12/5/2022
Subject: The proposed new approach to budgets on campus
Action: Educate yourself, ask hard questions of upper administration, resist marketplace logic however you can!
The Communications Committee is delighted to step aside this week to make room for this important contribution from our former FSU President, Steve Striffler. Here, as you will see, Steve helps us understand why the much-touted “Activity Based Budgeting” is a dangerous proposition that runs counter to the central mission of the university.
Greetings, Colleagues:
Sound the alarm! The university is moving towards an “Activity-Based Budgeting (ABB)” model. Wait. What? What does this cheerful bit of Administrative speak actually mean? How does it work? Should I be worried? [YES!]

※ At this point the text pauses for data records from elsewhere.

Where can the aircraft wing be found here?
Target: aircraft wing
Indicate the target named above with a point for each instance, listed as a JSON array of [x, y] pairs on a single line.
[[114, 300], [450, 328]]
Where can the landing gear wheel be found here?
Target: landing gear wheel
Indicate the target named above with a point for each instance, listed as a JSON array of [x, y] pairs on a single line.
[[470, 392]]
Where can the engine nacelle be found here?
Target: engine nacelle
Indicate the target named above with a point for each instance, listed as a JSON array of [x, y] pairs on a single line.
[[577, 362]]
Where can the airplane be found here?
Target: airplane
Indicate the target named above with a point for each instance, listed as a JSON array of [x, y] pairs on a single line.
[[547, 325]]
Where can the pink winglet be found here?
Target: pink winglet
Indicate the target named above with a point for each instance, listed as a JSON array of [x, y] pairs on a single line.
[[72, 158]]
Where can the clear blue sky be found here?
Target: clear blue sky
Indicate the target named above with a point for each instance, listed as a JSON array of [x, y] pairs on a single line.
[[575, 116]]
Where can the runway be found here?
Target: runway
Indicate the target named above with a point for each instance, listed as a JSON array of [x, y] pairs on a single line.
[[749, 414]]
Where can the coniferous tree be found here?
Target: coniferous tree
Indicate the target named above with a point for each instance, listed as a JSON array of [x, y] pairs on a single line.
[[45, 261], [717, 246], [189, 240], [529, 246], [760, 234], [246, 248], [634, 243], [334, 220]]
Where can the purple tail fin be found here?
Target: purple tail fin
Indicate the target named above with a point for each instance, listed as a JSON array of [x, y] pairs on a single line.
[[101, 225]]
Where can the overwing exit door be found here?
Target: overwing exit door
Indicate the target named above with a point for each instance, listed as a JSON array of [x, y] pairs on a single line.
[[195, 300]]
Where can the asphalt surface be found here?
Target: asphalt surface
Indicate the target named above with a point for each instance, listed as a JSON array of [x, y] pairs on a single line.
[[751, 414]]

Activity-Based Budgeting (ABB) has been around for decades, migrating recently from the corporate world to academia. For universities, the exploration of new budgeting models was largely driven by the reduction in state support and the resulting fiscal crisis that we have lived through over the past thirty-plus years. Put another way, although ABB is “just” a budgeting tool that attempts to account more accurately for costs and revenue, it is implemented through a logic that seeks to run universities more like businesses – and moves us further away from the core mission of teaching, research, and service. ABB may sound innocuous in theory, but it is anything but in practice.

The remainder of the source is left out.